A título de reforço dessa conclusão, afirma a própria EC nº 113/2021, em seu artigo 5º, que “as alterações relativas ao regime de pagamento dos precatórios aplicam-se a todos os requisitórios já expedidos”. Por mais que seu objetivo seja o de regular outras alterações da própria EC no regime de precatórios, ela também atua em relação à incidência da Selic, que passa a incidir em todos os precatórios. Recorde-se que só há precatório após o trânsito em julgado e ele seria irrelevante para impedir a nova taxa.

3) Em relação às decisões proferidas a partir de 08 de dezembro de 2021 com o trânsito em julgado, alguns problemas podem ocorrer. Isso porque, a partir de 09 de dezembro, como mencionado, já estaria incidindo a Selic. No entanto, se a decisão transitar em julgado afirmando, por exemplo, que deve incidir o IPCA-E a título de correção monetária e o índice da caderneta de poupança a título de juros moratórios no período em que já se encontra vigente a EC nº 113/2021, a decisão é inconstitucional.

A decisão é inconstitucional porque determina a aplicação de índice já revogado pela EC 113/2021, para o período a partir de 09 de dezembro de 2021. Ocorre, nessa situação, o problema destacado pelo STJ no tema 905: o índice fixado pela decisão é incorreto, pois desrespeita a lei em vigor no momento de sua prolação, mas, ainda assim, houve trânsito em julgado. Durante o cumprimento de sentença, o juiz não poderá alterá-lo, por força da coisa julgada. Para tanto, haverá necessidade de ajuizamento de ação rescisória, tendo por base a violação de norma jurídica (artigo 966, V, CPC), que seria exatamente o artigo 3º da EC 113/2021.

4) Em relação às decisões proferidas após 09 de dezembro de 2021, há apenas uma diretriz a ser seguida.
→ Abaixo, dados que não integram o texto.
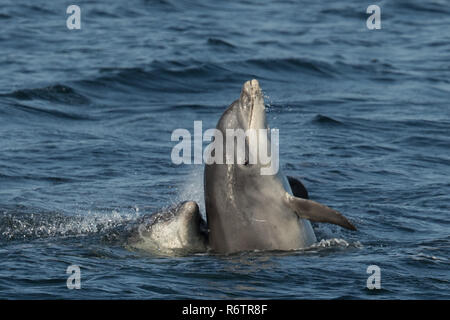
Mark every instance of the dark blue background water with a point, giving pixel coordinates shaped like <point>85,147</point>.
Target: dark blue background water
<point>86,118</point>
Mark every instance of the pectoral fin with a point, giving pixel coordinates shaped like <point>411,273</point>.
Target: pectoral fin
<point>317,212</point>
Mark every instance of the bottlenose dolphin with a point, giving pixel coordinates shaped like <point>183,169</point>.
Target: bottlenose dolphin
<point>247,210</point>
<point>178,230</point>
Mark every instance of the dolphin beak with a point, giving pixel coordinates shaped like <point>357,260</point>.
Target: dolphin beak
<point>252,101</point>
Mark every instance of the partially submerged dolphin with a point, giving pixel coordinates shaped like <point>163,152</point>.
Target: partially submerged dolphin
<point>177,230</point>
<point>250,211</point>
<point>245,210</point>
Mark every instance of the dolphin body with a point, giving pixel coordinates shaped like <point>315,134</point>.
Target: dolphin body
<point>178,230</point>
<point>247,210</point>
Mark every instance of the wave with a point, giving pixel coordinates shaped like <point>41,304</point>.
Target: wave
<point>27,226</point>
<point>55,93</point>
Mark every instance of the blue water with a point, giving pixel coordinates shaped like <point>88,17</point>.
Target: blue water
<point>86,118</point>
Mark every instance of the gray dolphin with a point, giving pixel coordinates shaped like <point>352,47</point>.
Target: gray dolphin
<point>249,211</point>
<point>178,230</point>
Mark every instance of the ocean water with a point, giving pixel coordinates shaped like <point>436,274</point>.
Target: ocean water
<point>86,118</point>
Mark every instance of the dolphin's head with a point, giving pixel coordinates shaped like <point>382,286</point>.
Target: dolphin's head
<point>246,120</point>
<point>180,228</point>
<point>251,106</point>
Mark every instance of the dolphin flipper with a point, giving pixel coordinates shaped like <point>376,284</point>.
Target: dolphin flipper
<point>317,212</point>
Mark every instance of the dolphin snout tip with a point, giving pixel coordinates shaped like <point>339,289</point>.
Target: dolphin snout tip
<point>190,206</point>
<point>251,85</point>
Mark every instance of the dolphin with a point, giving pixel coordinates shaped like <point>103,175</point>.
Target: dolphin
<point>177,230</point>
<point>248,211</point>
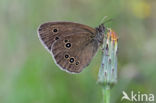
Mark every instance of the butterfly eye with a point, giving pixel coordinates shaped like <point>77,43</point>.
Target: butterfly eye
<point>55,30</point>
<point>66,56</point>
<point>71,60</point>
<point>77,63</point>
<point>68,45</point>
<point>56,38</point>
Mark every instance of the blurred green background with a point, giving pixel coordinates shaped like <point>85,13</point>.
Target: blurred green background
<point>28,73</point>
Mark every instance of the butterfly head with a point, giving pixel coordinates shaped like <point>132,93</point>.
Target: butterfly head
<point>100,30</point>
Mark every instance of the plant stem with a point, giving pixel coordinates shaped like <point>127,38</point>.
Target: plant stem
<point>106,94</point>
<point>107,76</point>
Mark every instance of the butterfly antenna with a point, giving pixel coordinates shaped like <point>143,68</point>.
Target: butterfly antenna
<point>103,20</point>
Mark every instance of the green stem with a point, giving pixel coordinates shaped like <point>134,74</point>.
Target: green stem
<point>107,75</point>
<point>106,94</point>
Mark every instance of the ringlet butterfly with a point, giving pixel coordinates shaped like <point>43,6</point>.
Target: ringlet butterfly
<point>72,45</point>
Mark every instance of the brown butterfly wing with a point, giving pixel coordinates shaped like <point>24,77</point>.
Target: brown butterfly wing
<point>50,32</point>
<point>74,52</point>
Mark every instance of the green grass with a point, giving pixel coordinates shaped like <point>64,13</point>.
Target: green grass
<point>28,73</point>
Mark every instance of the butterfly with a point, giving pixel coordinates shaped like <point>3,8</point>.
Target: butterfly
<point>72,45</point>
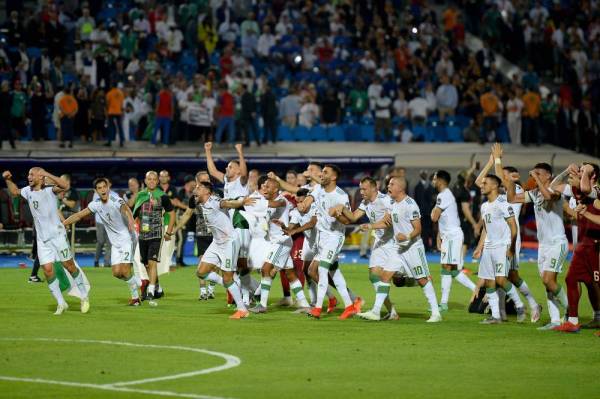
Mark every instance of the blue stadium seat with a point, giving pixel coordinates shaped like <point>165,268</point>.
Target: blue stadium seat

Como já apontado, dada a relação de trato sucessivo com o crédito, passa a incidir a taxa Selic e tal situação deve ser fixada na sentença.

Utilizando o mesmo exemplo do tema 905 do STJ, para um crédito contra a Fazenda Pública surgido em 2015, uma decisão proferida em 15 de dezembro de 2021 deve estabelecer que deve incidir juros de mora segundo o índice de remuneração da caderneta de poupança, com correção monetária com base no IPCA-E desde o surgimento do crédito e, a partir de 09 de dezembro de 2021, substituindo os índices de correção e de juros moratórios anteriores, passa a incidir a taxa Selic.

Em um exemplo mais concreto, com o cuidado em relação ao direito intertemporal, já há decisões aplicando esse raciocínio, como a sentença proferido no processo 0032224-20.2020.8.25.0001, pela 18ª Vara Cível de Aracaju, em 20 de fevereiro de 2022:

 para a solução do caso dos autos, considerando que se trata de demanda com Condenações judiciais de natureza administrativa em geral, há que se aplicar, quanto a correção monetária e aos juros moratórios os seguintes encargos: correção monetária pelo INPC, desde o inadimplemento, nos termos da cláusula 4.9 do contrato administrativo e, quanto aos juros, considerando que o inadimplemento se deu no período posterior à vigência da Lei 11.960/2009, deve se o índice de remuneração da caderneta de poupança; e, ainda, no período posterior à vigência da EC n.º 113/2021 (09/12/2021), a atualização monetária (correção e juros moratórios) será pela taxa Selic.

A título de conclusão, a inserção da Selic como taxa única tende a simplificar consideravelmente as discussões que envolvem juros moratórios e correção monetária nos casos que envolvem a Fazenda Pública. No entanto, como muitas vezes ocorre, e ainda mais em relações de trato sucessivo, a alteração das taxas antes incidentes tende a trazer alguns problemas de direito intertemporal, que precisam de uma maior atenção, para não haver a necessidade de novas discussões judiciais sobre a temática.